Richard Byrne: Toller wird als Dramatiker unterschätzt. Im englischsprachigen Raum hat man seinem Werk insbesondere durch die manierierten Übersetzungen der 1920er und 1930er Jahre geschadet. Es ist gut, dass dieses Problem von einer Reihe von Übersetzerinnen und Übersetzern angegangen wird, und es ist naheliegend, dass es hier noch mehr Verbesserungen geben wird, weil Tollers Werk in den Vereinigten Staaten zunehmend auf Interesse stößt. Man könnte eine lange Diskussion über die moderne britische und amerikanische Theaterwelt in Bezug auf Toller führen und sich fragen, warum seine Stücke heute nicht öfter aufgeführt werden. Denn Tollers expressionistische Werke – von Die Wandlung bis Hoppa, wir leben! – sind außergewöhnlich wirkungsvoll. Die größten Hindernisse sind die Übersetzungen, sowie ihr Umfang und Format. Die meisten der Stücke erfordern für heutige Verhältnisse große Ensembles. Tollers spätere Werke erscheinen mir prosaischer, von der politischen Dringlichkeit des Augenblicks diktiert. Weniger poetisch. Als Dramatiker ist Toller am besten, wenn er die Kraft der Dichtung nützt.

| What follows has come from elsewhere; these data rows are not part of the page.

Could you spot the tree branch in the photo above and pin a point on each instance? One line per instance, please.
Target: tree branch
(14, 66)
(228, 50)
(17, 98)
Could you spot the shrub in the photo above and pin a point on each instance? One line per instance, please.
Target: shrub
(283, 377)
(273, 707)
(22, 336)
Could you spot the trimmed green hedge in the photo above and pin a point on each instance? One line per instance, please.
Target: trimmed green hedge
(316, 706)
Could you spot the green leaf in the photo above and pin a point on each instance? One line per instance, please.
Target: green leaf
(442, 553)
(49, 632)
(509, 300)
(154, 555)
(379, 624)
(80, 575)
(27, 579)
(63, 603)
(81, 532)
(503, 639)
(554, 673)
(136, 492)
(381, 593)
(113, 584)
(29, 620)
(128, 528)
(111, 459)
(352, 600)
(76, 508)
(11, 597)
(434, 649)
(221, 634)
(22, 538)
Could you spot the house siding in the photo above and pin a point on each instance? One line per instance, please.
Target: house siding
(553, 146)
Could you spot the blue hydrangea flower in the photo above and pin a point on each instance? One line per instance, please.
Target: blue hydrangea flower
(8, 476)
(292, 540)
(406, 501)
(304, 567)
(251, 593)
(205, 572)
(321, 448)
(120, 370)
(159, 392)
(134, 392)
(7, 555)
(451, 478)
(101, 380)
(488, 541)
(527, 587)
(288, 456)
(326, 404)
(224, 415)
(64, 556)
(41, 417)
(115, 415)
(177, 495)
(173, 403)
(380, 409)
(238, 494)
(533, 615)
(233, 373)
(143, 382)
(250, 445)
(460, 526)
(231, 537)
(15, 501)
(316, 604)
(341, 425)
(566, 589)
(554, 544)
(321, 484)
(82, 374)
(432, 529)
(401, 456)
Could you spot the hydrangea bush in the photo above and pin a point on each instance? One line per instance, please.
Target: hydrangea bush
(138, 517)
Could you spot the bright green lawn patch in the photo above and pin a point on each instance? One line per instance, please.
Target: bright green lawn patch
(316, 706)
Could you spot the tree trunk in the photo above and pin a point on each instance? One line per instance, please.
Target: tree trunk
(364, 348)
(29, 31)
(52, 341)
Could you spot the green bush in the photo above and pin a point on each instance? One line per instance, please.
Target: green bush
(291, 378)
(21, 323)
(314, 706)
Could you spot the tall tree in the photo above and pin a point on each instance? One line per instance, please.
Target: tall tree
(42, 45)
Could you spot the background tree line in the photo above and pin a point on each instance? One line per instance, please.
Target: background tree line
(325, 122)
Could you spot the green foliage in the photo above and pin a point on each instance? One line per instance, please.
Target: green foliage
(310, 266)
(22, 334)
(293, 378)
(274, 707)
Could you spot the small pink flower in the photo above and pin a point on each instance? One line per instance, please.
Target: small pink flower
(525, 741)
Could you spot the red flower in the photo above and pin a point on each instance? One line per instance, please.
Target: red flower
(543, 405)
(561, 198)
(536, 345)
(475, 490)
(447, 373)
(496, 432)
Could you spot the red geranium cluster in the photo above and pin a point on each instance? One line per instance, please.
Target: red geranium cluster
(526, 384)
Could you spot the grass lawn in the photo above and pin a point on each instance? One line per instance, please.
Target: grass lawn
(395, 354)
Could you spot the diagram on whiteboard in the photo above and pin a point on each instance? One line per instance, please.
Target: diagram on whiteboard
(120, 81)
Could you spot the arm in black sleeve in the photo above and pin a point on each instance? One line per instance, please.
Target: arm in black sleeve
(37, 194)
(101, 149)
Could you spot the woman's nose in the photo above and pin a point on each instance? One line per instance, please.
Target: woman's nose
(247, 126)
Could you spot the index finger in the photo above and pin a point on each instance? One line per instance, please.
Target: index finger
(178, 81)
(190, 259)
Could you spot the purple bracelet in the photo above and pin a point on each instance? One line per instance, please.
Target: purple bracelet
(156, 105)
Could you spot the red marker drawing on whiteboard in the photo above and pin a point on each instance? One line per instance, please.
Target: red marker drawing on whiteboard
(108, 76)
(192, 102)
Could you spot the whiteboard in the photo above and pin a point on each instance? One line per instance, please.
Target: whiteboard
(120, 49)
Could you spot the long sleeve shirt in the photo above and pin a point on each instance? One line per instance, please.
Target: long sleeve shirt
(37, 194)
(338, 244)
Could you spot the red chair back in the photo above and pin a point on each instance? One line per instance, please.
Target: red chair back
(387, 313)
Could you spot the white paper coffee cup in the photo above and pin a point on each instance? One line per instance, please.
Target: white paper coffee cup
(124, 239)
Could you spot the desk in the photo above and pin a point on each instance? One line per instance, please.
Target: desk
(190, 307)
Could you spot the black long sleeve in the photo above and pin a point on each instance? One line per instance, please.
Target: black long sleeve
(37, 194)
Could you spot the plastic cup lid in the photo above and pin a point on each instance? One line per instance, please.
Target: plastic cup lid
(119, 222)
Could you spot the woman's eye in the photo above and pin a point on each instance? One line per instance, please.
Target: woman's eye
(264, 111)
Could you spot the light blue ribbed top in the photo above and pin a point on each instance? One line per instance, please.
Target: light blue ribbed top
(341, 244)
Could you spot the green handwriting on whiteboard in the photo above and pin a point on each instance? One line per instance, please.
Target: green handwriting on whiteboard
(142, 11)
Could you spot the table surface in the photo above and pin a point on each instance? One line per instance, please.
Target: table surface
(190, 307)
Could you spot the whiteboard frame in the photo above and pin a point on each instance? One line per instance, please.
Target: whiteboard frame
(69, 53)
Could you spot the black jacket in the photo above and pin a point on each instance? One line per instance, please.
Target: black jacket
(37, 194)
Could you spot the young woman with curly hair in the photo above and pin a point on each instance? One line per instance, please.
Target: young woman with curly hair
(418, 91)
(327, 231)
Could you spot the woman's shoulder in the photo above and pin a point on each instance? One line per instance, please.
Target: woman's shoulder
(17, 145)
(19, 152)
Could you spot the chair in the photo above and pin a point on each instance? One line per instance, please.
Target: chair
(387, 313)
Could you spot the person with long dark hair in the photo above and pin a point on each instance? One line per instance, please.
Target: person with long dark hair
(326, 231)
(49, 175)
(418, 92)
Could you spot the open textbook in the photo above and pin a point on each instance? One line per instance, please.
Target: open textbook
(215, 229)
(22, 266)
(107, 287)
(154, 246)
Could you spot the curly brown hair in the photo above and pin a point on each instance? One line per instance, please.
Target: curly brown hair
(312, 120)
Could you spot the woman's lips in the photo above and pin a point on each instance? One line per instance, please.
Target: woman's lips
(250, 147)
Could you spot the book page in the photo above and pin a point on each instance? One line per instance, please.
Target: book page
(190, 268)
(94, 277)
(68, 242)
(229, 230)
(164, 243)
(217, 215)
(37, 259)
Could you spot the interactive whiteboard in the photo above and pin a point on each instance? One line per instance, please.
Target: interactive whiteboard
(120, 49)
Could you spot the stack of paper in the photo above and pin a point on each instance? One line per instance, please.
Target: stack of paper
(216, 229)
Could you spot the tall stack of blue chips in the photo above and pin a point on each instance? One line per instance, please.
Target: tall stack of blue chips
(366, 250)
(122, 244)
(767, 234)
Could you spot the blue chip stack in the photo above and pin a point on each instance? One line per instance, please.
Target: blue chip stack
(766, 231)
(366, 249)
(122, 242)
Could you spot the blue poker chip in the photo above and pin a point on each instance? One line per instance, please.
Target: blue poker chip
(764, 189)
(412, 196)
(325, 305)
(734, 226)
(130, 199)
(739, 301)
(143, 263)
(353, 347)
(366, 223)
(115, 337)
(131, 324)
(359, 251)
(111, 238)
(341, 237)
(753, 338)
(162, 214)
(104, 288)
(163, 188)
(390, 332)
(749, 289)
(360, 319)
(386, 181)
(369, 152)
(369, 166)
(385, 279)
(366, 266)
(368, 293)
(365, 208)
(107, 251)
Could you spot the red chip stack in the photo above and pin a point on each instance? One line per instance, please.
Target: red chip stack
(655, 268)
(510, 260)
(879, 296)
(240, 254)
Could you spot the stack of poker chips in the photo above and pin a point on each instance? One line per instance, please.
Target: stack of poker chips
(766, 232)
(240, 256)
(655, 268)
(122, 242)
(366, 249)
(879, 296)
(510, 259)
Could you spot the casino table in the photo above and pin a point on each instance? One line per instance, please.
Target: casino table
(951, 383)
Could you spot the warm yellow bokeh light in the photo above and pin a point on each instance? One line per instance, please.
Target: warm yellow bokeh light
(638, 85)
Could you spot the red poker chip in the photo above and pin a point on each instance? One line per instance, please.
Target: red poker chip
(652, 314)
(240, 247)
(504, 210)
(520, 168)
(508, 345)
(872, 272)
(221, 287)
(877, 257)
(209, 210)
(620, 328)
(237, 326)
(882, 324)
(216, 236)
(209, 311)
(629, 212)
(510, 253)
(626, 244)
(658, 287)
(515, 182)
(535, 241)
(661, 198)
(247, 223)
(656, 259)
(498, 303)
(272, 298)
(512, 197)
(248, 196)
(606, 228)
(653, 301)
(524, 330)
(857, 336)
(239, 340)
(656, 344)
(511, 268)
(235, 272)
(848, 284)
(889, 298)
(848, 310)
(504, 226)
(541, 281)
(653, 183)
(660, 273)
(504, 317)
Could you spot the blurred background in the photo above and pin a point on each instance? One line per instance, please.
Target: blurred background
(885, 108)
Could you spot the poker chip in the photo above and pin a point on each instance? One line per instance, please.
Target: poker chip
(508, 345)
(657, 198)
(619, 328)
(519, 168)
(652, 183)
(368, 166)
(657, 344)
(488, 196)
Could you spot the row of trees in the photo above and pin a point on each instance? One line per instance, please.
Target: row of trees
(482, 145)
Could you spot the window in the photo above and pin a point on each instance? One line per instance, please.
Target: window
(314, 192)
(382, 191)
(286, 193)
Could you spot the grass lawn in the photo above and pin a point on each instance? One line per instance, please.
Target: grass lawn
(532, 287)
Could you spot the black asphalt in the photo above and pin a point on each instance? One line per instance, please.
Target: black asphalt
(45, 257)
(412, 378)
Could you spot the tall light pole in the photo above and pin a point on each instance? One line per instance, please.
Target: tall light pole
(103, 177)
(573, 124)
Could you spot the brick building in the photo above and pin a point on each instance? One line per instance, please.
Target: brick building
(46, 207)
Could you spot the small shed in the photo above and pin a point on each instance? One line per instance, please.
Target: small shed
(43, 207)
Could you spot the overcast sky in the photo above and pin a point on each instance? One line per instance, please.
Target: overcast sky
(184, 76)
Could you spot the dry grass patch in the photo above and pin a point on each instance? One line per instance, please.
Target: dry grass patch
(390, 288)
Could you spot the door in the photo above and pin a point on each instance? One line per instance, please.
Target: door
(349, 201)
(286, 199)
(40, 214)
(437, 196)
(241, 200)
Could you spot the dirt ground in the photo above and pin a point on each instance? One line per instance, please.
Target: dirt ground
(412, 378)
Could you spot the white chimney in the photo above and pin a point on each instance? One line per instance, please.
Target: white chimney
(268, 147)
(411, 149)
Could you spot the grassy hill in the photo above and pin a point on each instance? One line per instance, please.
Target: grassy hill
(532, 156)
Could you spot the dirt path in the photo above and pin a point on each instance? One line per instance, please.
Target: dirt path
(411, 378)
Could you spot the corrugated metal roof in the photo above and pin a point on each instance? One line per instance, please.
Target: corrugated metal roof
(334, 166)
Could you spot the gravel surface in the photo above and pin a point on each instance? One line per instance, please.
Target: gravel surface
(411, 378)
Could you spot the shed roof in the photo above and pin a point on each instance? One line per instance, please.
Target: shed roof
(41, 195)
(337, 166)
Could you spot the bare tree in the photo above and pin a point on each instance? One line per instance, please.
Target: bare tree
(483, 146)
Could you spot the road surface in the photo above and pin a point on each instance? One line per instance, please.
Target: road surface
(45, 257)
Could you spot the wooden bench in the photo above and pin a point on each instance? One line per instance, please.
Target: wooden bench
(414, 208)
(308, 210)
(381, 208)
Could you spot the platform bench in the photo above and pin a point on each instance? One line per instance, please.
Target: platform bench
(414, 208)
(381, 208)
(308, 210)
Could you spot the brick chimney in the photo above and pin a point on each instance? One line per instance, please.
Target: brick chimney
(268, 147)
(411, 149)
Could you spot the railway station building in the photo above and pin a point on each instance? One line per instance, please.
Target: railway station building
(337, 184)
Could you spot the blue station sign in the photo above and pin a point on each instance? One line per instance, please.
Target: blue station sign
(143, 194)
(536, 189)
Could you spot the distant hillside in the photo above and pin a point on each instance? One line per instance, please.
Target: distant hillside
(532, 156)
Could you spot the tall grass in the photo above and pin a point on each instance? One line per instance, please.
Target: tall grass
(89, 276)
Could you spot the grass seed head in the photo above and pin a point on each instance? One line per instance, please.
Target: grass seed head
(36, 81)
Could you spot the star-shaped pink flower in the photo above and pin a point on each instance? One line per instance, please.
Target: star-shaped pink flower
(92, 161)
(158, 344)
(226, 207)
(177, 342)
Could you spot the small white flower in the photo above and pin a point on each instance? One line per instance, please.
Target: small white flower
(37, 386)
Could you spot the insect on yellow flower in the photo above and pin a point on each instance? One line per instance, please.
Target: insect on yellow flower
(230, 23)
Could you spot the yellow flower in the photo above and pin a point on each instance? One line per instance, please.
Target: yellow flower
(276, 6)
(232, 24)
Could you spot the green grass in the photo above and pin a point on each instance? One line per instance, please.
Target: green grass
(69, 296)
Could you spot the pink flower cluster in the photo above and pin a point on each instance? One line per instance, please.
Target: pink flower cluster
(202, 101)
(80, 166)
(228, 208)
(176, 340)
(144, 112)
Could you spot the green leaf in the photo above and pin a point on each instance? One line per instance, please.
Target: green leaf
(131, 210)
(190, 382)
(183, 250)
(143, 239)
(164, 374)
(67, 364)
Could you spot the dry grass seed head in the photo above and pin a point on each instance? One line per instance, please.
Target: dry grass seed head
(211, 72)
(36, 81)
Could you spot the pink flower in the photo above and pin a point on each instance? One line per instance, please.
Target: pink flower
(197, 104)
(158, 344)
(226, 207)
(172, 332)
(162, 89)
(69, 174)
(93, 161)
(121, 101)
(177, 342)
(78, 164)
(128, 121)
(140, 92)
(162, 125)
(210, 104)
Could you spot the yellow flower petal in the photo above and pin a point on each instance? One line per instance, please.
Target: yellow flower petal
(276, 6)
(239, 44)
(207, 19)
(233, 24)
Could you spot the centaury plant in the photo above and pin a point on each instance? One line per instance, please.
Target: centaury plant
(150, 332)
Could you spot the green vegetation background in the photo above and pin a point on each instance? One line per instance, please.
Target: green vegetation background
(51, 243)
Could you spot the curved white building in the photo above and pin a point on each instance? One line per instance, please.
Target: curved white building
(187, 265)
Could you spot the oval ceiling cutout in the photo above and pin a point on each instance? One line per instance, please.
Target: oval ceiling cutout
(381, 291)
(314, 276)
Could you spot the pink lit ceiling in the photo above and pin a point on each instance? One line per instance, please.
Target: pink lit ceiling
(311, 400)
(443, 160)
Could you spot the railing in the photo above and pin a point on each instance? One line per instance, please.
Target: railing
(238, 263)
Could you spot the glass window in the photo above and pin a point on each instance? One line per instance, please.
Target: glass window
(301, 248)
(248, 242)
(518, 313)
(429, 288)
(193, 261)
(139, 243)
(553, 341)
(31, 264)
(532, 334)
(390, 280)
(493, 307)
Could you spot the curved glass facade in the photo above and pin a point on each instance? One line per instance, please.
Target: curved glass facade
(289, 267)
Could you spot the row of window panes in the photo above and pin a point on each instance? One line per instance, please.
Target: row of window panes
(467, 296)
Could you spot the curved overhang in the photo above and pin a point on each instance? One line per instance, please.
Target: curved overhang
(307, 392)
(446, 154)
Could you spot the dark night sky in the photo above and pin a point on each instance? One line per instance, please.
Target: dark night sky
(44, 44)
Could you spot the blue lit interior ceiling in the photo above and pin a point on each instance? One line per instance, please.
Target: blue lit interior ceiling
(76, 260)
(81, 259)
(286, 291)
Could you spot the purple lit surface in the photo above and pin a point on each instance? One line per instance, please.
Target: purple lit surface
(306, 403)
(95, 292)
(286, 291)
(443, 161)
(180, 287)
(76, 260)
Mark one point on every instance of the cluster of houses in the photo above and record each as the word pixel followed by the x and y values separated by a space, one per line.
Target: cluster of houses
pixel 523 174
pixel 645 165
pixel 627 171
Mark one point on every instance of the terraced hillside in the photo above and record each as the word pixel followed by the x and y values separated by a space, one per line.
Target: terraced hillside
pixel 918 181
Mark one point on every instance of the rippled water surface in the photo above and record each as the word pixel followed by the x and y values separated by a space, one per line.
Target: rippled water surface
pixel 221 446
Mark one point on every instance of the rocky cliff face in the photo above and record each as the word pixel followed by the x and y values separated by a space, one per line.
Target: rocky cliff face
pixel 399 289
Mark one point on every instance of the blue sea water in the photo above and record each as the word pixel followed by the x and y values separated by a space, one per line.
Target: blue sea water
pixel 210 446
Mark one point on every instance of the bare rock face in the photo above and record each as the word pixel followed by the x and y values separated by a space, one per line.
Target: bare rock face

In der Wissenschaft wird oft darauf beharrt, den Schriftsteller und den Politiker Toller zu trennen. Wie sehen Sie das?
Richard Byrne: Ich denke, eine solche Trennung ist völlig unmöglich. Man kann vielleicht Tollers aktive politische Karriere einiger Monate von seiner schriftstellerischen trennen. Diese hat eingesetzt, nachdem er für seine politische Karriere inhaftiert worden war. Aber Politik ist die Lebensader in Tollers Werk. Wie Menschen regiert werden, die Mechanismen der Unterdrückung, die Hunger, Elend, Verzweiflung und moralische und geistige Verarmung erzeugen. Toller sah in der Politik den Schlüssel für Veränderung. Einerseits in der Revolution, aber auch im Aktivismus. Er versuchte die Menschen dadurch zu Bewusstsein und zum Handeln zu bringen.
Ihr Stück dreht sich letztlich um eine zentrale Frage: Kann ein/e Schriftsteller/in die Welt mit Worten verändern? Welche Antwort geben Sie in Three Suitcases?
Richard Byrne: Ich hoffe, dass diese Frage mit jeder Zeile des Stückes gestellt wird. Toller hat versucht, die Welt mit Worten zu verändern. Mit den Worten seiner Kunst und seines Engagements. Ist ihm das gelungen? Man kann argumentieren, dass er in vielerlei Hinsicht gescheitert ist. Und doch rüttelte seine Rede auf dem PEN-Kongress 1933 auf und rief eine umfassende künstlerische Opposition gegen den Faschismus hervor, die in den 1930er Jahren Wurzeln schlug und Früchte trug. Er stand auf, als andere Kunstschaffende es nicht konnten oder wollten. (Zum Teil dank H. G. Wells). Burroughs hingegen glaubte, dass wir die Welt nicht mit Worten verändern können. Menschen können in Worten und in Kunst Sinn finden, aber sie können damit nicht die Welt verändern, oder gar die Gesellschaft, die dem Untergang geweiht ist, verbessern. Man kann seine eigene Welt gestalten. Überleben. Die inviduelle Perspektive behalten. Kleine Gemeinschaften von Gleichgesinnten bilden. Aber Burroughs und die anderen Beats (genauer gesagt eine kleine Gemeinschaft Gleichgesinnter) haben die Welt mit ihren Worten in einer Art und Weise verändert, wie sie es nie vorhersehen hätten können. Im Mittelpunkt des Stückes steht ein weiterer Gedanke: Vielleicht liegt der Erfolg Ernst Tollers nicht einzig in seinen Leistungen, sondern in seinem nachhaltigen Beispiel. Unerschrocken zu sprechen. Nach dem Besseren zu streben. Immer. Wir brauchen nicht immer einen Ernst Toller. Aber in diesem Moment können wir so viel von ihm lernen. Und das müssen wir. Deshalb erzählen wir die Geschichte wieder, damit sie in Erinnerung bleibt.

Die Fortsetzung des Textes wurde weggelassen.